Question

The solubility of lead nitrate at \(100^{\circ} \mathrm{C}\) is \(140.0 \mathrm{~g} / 100 \mathrm{~g}\) water. A solution at \(100^{\circ} \mathrm{C}\) consists of \(57.0 \mathrm{~g}\) of lead nitrate in \(64.0 \mathrm{~g}\) of water. When the solution is cooled to \(10^{\circ} \mathrm{C}, 25.0 \mathrm{g}\) of lead nitrate crystallize out. What is the solubility of lead nitrate in \(\mathrm{g} / 100 \mathrm{~g}\) water at \(10^{\circ} \mathrm{C}^{2}\)

Short answer

Answer: The solubility of lead nitrate at 10°C is 50.0 grams per 100 grams of water.

Step-by-step solution

Calculate the amount of lead nitrate after crystallization

Before cooling, there are \(57.0 \mathrm{~g}\) of lead nitrate in the solution at \(100^{\circ} \mathrm{C}\). After cooling, \(25.0 \mathrm{g}\) of lead nitrate crystallizes out, leaving the remaining lead nitrate in solution. Let's calculate the remaining lead nitrate in the solution: $$ 57.0 \mathrm{~g} - 25.0 \mathrm{~g} = 32.0 \mathrm{~g} $$ So, there are \(32.0 \mathrm{~g}\) of lead nitrate in the solution at \(10^{\circ} \mathrm{C}\).
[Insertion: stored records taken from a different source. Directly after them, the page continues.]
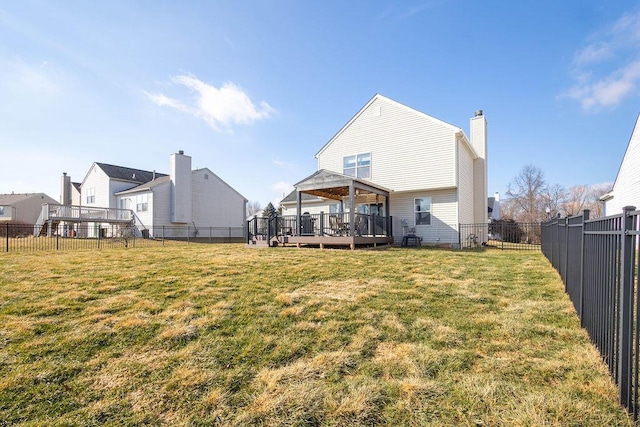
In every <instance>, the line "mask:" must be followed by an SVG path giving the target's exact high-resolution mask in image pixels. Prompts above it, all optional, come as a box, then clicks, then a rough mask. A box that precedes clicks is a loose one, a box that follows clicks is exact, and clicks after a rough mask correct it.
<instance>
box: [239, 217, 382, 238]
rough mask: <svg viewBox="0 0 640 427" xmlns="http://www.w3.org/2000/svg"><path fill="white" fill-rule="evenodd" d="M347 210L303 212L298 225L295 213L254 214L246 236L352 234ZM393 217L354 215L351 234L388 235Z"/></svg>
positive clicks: (380, 235)
mask: <svg viewBox="0 0 640 427" xmlns="http://www.w3.org/2000/svg"><path fill="white" fill-rule="evenodd" d="M349 221H350V215H349V214H348V213H336V214H330V213H319V214H303V215H301V216H300V226H298V218H297V216H296V215H285V216H280V215H278V216H274V217H272V218H260V217H254V218H252V219H249V220H247V223H246V228H247V229H246V231H245V235H246V237H247V242H249V241H250V240H251V239H252V238H254V237H255V236H268V237H267V238H266V240H270V238H271V237H280V236H351V235H352V228H351V224H350V222H349ZM391 224H392V217H385V216H380V215H368V214H360V213H356V214H354V224H353V235H355V236H391V235H393V231H392V225H391Z"/></svg>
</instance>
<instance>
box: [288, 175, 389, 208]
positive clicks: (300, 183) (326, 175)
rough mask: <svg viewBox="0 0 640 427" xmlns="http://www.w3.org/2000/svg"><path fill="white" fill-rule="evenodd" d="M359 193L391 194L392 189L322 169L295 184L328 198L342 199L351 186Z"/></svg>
mask: <svg viewBox="0 0 640 427" xmlns="http://www.w3.org/2000/svg"><path fill="white" fill-rule="evenodd" d="M352 186H353V187H354V188H355V189H356V191H357V192H358V193H364V194H366V193H368V194H378V195H382V196H387V197H388V196H389V193H390V192H391V190H389V189H387V188H385V187H382V186H381V185H377V184H374V183H372V182H369V181H365V180H364V179H360V178H356V177H353V176H349V175H344V174H341V173H337V172H332V171H328V170H326V169H320V170H319V171H317V172H315V173H313V174H312V175H310V176H308V177H307V178H305V179H303V180H302V181H300V182H298V183H296V184H294V187H295V188H296V191H300V192H301V193H308V194H313V195H315V196H318V197H324V198H326V199H333V200H340V199H341V198H342V197H346V196H348V195H349V188H350V187H352Z"/></svg>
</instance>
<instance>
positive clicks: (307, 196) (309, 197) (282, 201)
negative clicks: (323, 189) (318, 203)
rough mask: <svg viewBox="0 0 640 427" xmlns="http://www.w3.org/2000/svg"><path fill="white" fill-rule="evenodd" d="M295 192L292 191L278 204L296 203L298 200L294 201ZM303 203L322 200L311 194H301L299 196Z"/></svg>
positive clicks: (306, 193)
mask: <svg viewBox="0 0 640 427" xmlns="http://www.w3.org/2000/svg"><path fill="white" fill-rule="evenodd" d="M296 193H297V191H296V190H293V191H292V192H291V193H289V194H288V195H287V197H285V198H284V199H282V200H281V201H280V204H283V203H296V202H297V201H298V200H297V199H296ZM300 196H301V197H302V201H303V202H309V201H311V200H323V199H322V198H321V197H318V196H314V195H313V194H307V193H302V194H300Z"/></svg>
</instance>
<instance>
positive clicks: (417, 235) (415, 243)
mask: <svg viewBox="0 0 640 427" xmlns="http://www.w3.org/2000/svg"><path fill="white" fill-rule="evenodd" d="M409 242H413V244H414V245H415V246H422V237H420V236H418V235H417V234H416V228H415V227H410V228H409V229H408V230H407V234H406V235H405V236H403V237H402V246H409Z"/></svg>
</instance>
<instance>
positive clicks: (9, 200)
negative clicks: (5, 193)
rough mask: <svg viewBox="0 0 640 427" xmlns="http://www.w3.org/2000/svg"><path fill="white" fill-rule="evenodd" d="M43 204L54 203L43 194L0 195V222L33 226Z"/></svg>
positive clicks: (7, 194)
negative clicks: (16, 223) (10, 222)
mask: <svg viewBox="0 0 640 427" xmlns="http://www.w3.org/2000/svg"><path fill="white" fill-rule="evenodd" d="M45 203H56V201H55V199H53V198H51V197H49V196H47V195H46V194H44V193H24V194H0V222H12V223H20V224H29V225H34V224H35V223H36V221H37V220H38V217H39V216H40V213H41V212H42V205H43V204H45Z"/></svg>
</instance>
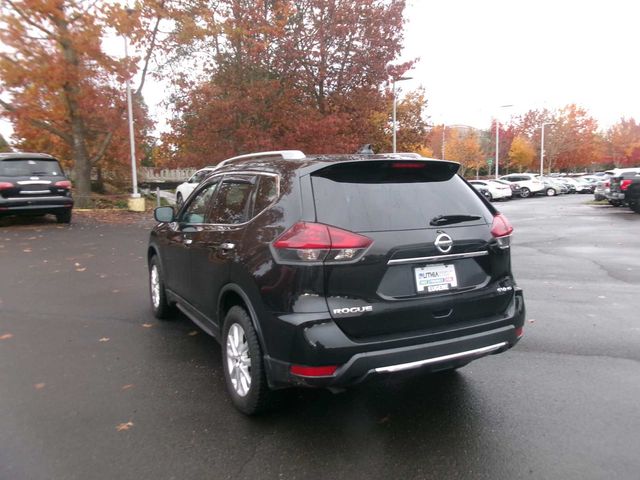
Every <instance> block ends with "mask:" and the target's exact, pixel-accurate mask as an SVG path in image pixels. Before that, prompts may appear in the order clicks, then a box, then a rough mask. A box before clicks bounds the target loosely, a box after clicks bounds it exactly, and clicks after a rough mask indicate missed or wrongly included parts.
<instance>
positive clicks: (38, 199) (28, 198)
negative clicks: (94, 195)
mask: <svg viewBox="0 0 640 480" xmlns="http://www.w3.org/2000/svg"><path fill="white" fill-rule="evenodd" d="M7 200H14V201H18V202H24V201H29V202H33V201H35V200H71V197H65V196H63V195H59V196H57V197H7Z"/></svg>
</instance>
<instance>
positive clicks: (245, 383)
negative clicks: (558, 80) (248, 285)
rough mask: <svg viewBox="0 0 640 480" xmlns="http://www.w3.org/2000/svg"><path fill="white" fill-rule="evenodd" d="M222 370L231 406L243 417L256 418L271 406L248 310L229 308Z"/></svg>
mask: <svg viewBox="0 0 640 480" xmlns="http://www.w3.org/2000/svg"><path fill="white" fill-rule="evenodd" d="M222 368H223V370H224V378H225V382H226V384H227V391H228V393H229V396H230V397H231V401H232V402H233V405H234V406H235V407H236V408H237V409H238V410H240V411H241V412H242V413H244V414H246V415H256V414H258V413H261V412H264V411H265V410H268V409H269V408H270V407H271V406H272V405H273V400H274V397H275V392H273V391H272V390H270V389H269V386H268V384H267V377H266V374H265V368H264V361H263V357H262V349H261V348H260V342H259V341H258V335H257V334H256V331H255V328H253V323H252V322H251V318H250V317H249V314H248V313H247V311H246V310H245V309H244V308H242V307H239V306H235V307H231V309H229V312H228V313H227V315H226V317H225V320H224V329H223V332H222Z"/></svg>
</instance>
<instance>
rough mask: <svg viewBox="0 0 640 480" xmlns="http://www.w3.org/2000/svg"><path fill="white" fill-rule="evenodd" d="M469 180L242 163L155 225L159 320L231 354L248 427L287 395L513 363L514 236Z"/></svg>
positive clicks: (153, 259) (338, 164) (229, 383)
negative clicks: (289, 391) (395, 379)
mask: <svg viewBox="0 0 640 480" xmlns="http://www.w3.org/2000/svg"><path fill="white" fill-rule="evenodd" d="M257 159H259V160H260V161H259V162H256V160H257ZM458 168H459V164H457V163H455V162H449V161H444V160H432V159H421V158H417V157H416V156H409V155H403V154H396V155H360V156H354V155H349V156H331V155H322V156H310V157H307V156H305V155H304V154H303V153H302V152H291V151H285V152H279V153H278V152H276V153H274V152H271V153H270V154H269V155H268V156H262V155H260V154H255V155H253V156H252V157H249V158H247V157H245V158H244V159H243V160H242V161H234V162H230V163H228V164H226V165H224V166H223V167H221V168H219V169H217V170H216V171H215V172H213V173H212V174H211V175H210V176H208V177H207V178H206V179H205V180H204V181H203V182H201V183H200V185H198V186H197V187H196V189H195V191H194V192H193V194H192V195H191V196H190V197H189V198H188V199H187V200H186V201H185V203H184V205H183V206H182V207H181V208H180V209H178V210H177V211H176V210H174V208H172V207H159V208H157V209H156V210H155V218H156V220H157V221H158V222H159V224H158V225H157V226H156V227H155V228H154V229H153V231H152V232H151V235H150V239H149V247H148V264H149V285H150V294H151V295H150V296H151V307H152V309H153V312H154V314H155V315H156V316H157V317H159V318H165V317H167V316H169V315H170V314H171V311H172V307H173V306H177V307H178V308H179V309H180V310H181V311H182V312H183V313H185V314H186V315H187V316H188V317H189V318H191V319H192V320H193V321H194V322H195V323H197V324H198V325H200V326H201V327H202V328H203V329H204V330H205V331H206V332H207V333H209V334H211V335H213V336H214V337H215V338H217V339H218V340H219V341H220V342H221V343H222V346H223V347H222V349H221V350H222V357H223V360H222V369H223V372H224V377H225V380H226V385H227V389H228V391H229V395H230V397H231V400H232V402H233V404H234V405H235V406H236V407H237V408H238V409H239V410H240V411H242V412H244V413H247V414H254V413H257V412H259V411H261V410H263V409H265V408H267V407H268V406H269V404H270V401H271V400H272V399H273V396H274V395H276V392H275V390H277V389H280V388H284V387H289V386H304V387H334V388H341V387H346V386H349V385H353V384H354V383H357V382H359V381H361V380H363V379H365V378H367V377H371V376H376V375H377V374H394V373H396V372H401V371H405V370H410V369H415V368H424V369H425V370H428V371H437V370H447V369H449V370H450V369H455V368H459V367H461V366H463V365H465V364H467V363H468V362H470V361H472V360H475V359H477V358H479V357H482V356H485V355H488V354H495V353H500V352H503V351H505V350H507V349H509V348H511V347H513V346H514V345H515V344H516V343H517V342H518V340H519V339H520V337H521V336H522V334H523V324H524V315H525V305H524V299H523V295H522V291H521V289H520V288H518V286H517V285H516V282H515V279H514V277H513V274H512V272H511V260H510V257H511V255H510V238H511V233H512V231H513V228H512V227H511V225H510V224H509V221H508V220H507V219H506V218H505V216H504V215H502V214H500V213H499V212H498V211H497V210H496V209H495V208H494V207H493V206H492V205H491V204H489V203H487V202H484V201H482V199H481V198H480V196H479V195H477V193H476V192H474V191H473V189H472V187H471V186H469V185H468V184H467V183H466V182H465V181H464V180H462V178H460V177H459V176H458V175H457V171H458ZM347 205H348V208H347V207H346V206H347Z"/></svg>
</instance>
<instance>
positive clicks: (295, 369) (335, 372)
mask: <svg viewBox="0 0 640 480" xmlns="http://www.w3.org/2000/svg"><path fill="white" fill-rule="evenodd" d="M337 369H338V366H337V365H327V366H323V367H308V366H305V365H291V368H290V370H289V371H290V372H291V373H292V374H293V375H298V376H300V377H330V376H332V375H333V374H334V373H336V370H337Z"/></svg>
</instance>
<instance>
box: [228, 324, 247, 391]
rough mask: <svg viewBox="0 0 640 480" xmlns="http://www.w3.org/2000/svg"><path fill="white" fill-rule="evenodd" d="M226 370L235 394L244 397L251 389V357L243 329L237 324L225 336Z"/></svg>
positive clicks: (246, 338) (229, 328)
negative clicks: (226, 337)
mask: <svg viewBox="0 0 640 480" xmlns="http://www.w3.org/2000/svg"><path fill="white" fill-rule="evenodd" d="M226 343H227V345H226V349H227V370H228V372H229V378H230V379H231V385H232V386H233V389H234V390H235V392H236V393H237V394H238V395H239V396H241V397H245V396H246V395H247V394H248V393H249V390H250V389H251V356H250V354H249V343H248V342H247V337H246V335H245V332H244V329H243V328H242V326H241V325H239V324H238V323H234V324H233V325H231V328H229V333H228V334H227V342H226Z"/></svg>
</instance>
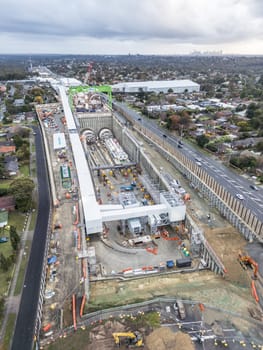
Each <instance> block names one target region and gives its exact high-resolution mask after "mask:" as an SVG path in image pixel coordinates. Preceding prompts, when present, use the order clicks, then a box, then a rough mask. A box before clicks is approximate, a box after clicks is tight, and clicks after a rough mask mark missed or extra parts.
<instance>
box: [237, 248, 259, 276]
mask: <svg viewBox="0 0 263 350" xmlns="http://www.w3.org/2000/svg"><path fill="white" fill-rule="evenodd" d="M238 260H239V262H240V263H241V265H242V266H243V264H244V265H245V266H246V265H250V266H251V267H253V270H254V279H257V278H258V263H257V262H256V261H255V260H254V259H252V258H251V256H249V255H242V254H241V253H239V254H238Z"/></svg>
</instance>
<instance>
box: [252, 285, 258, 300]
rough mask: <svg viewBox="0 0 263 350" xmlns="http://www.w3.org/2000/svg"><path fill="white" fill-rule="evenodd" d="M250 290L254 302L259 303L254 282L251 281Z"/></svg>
mask: <svg viewBox="0 0 263 350" xmlns="http://www.w3.org/2000/svg"><path fill="white" fill-rule="evenodd" d="M251 289H252V295H253V297H254V299H255V300H256V302H257V303H258V302H259V297H258V293H257V290H256V286H255V281H251Z"/></svg>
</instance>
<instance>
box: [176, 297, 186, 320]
mask: <svg viewBox="0 0 263 350" xmlns="http://www.w3.org/2000/svg"><path fill="white" fill-rule="evenodd" d="M176 306H177V308H178V313H179V316H180V318H181V320H184V319H185V318H186V313H185V307H184V304H183V302H182V301H181V300H177V302H176Z"/></svg>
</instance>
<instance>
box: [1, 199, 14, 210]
mask: <svg viewBox="0 0 263 350" xmlns="http://www.w3.org/2000/svg"><path fill="white" fill-rule="evenodd" d="M15 204H16V203H15V199H14V197H13V196H3V197H0V210H7V211H13V210H15Z"/></svg>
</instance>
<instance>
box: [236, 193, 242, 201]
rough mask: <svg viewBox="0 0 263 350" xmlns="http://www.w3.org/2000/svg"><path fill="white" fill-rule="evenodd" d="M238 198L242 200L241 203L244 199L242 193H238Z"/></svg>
mask: <svg viewBox="0 0 263 350" xmlns="http://www.w3.org/2000/svg"><path fill="white" fill-rule="evenodd" d="M236 197H237V198H238V199H240V200H241V201H242V200H243V199H244V196H243V195H242V194H240V193H236Z"/></svg>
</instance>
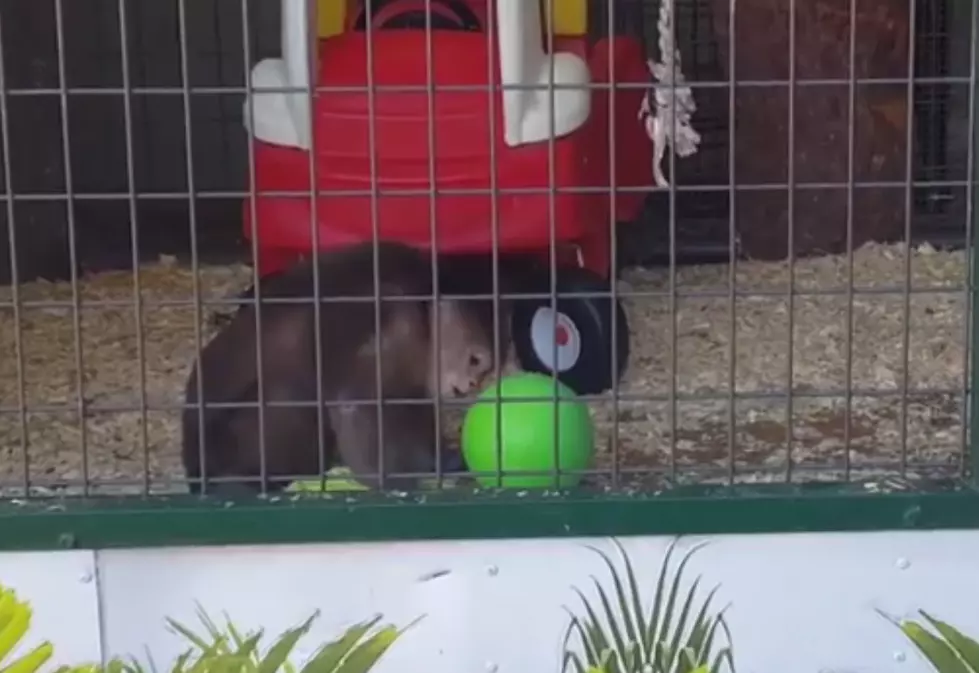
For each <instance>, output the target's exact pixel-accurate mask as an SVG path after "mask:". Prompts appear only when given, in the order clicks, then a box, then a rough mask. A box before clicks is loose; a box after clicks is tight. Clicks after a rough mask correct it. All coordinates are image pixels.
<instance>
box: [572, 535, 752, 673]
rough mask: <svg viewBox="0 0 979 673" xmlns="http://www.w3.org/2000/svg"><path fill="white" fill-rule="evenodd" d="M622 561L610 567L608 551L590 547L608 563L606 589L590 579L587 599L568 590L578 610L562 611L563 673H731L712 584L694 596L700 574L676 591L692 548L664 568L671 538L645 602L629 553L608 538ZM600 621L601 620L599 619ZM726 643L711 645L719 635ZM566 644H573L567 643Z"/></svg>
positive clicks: (599, 555)
mask: <svg viewBox="0 0 979 673" xmlns="http://www.w3.org/2000/svg"><path fill="white" fill-rule="evenodd" d="M612 542H613V543H614V545H615V547H616V549H617V550H618V552H619V555H620V557H621V559H622V564H621V568H619V567H617V566H616V564H615V563H614V562H613V561H612V559H611V558H610V557H609V555H608V554H606V553H605V552H603V551H601V550H599V549H596V548H595V547H589V549H591V550H592V551H594V552H595V553H597V554H598V555H599V556H600V557H601V558H602V560H603V561H604V562H605V565H606V566H607V568H608V571H609V575H610V578H611V587H609V588H606V587H607V585H603V583H602V582H600V581H599V580H598V579H597V578H595V577H594V576H592V578H591V579H592V581H593V583H594V585H595V589H596V592H597V594H598V598H597V600H589V599H588V598H586V597H585V595H584V593H583V592H582V591H581V590H580V589H578V588H577V587H575V588H574V591H575V593H577V595H578V597H579V599H580V601H581V604H582V607H583V613H582V614H580V615H579V614H576V613H574V612H573V611H571V610H568V612H569V614H570V616H571V622H570V623H569V624H568V628H567V631H566V632H565V636H564V643H563V649H564V654H563V660H562V669H561V670H562V672H563V673H569V672H570V673H720V672H721V671H722V670H723V669H724V667H725V666H726V667H727V668H728V669H729V670H730V671H731V673H734V657H733V651H732V646H731V636H730V632H729V630H728V628H727V624H726V623H725V621H724V616H723V613H724V609H722V610H720V611H718V612H714V611H713V610H712V609H711V602H712V600H713V598H714V595H715V593H716V591H717V587H714V588H713V589H712V590H711V591H710V592H709V593H708V594H707V597H706V598H705V599H703V600H700V599H699V596H698V589H699V587H700V577H697V578H696V579H695V580H694V582H693V583H692V585H691V586H690V588H689V589H688V590H687V591H686V592H685V593H684V595H681V592H680V585H681V581H682V579H683V571H684V569H685V567H686V564H687V562H688V561H689V560H690V558H691V557H692V556H693V554H694V553H695V552H696V551H697V550H699V549H700V548H701V547H702V546H703V545H702V544H701V545H695V546H694V547H693V548H691V549H690V550H689V551H688V552H687V553H686V554H685V555H684V556H683V558H681V560H680V562H679V564H678V565H677V567H676V569H675V570H673V569H671V568H670V560H671V559H672V557H673V552H674V548H675V545H676V540H674V541H673V542H672V543H671V544H670V546H669V548H668V549H667V551H666V554H665V556H664V559H663V562H662V565H661V567H660V572H659V578H658V580H657V582H656V589H655V593H654V596H653V600H652V602H651V604H650V605H649V606H648V607H646V608H644V607H643V601H642V595H641V591H640V588H639V585H638V583H637V581H636V575H635V572H634V569H633V564H632V562H631V560H630V558H629V555H628V553H627V552H626V551H625V549H624V548H623V547H622V545H621V544H620V543H619V542H618V540H614V539H613V540H612ZM600 615H601V616H602V617H603V618H604V619H600V617H599V616H600ZM719 635H720V636H723V640H724V641H725V642H724V643H723V645H722V646H718V645H719V643H718V642H717V641H718V640H719V638H718V636H719ZM573 641H576V644H577V645H578V648H577V650H575V649H574V648H572V645H573Z"/></svg>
Calculate the solubility of lead nitrate at \(10^{\circ} \mathrm{C}\)

As there are \(32.0 \mathrm{~g}\) of lead nitrate remaining dissolved in \(64.0 \mathrm{~g}\) of water, we can now find the solubility of lead nitrate at \(10^{\circ} \mathrm{C}\) by finding the amount of lead nitrate per \(100 \mathrm{~g}\) of water: $$ 32.0 \mathrm{~g} \cdot \frac{100 \mathrm{~g} \text{water}}{64.0 \mathrm{~g} \text{water}} = 50.0 \mathrm{~g} \text{lead nitrate} $$ Hence, the solubility of lead nitrate in \(\mathrm{g} / 100 \mathrm{~g}\) water at \(10^{\circ} \mathrm{C}\) is \(50.0 \mathrm{~g}\).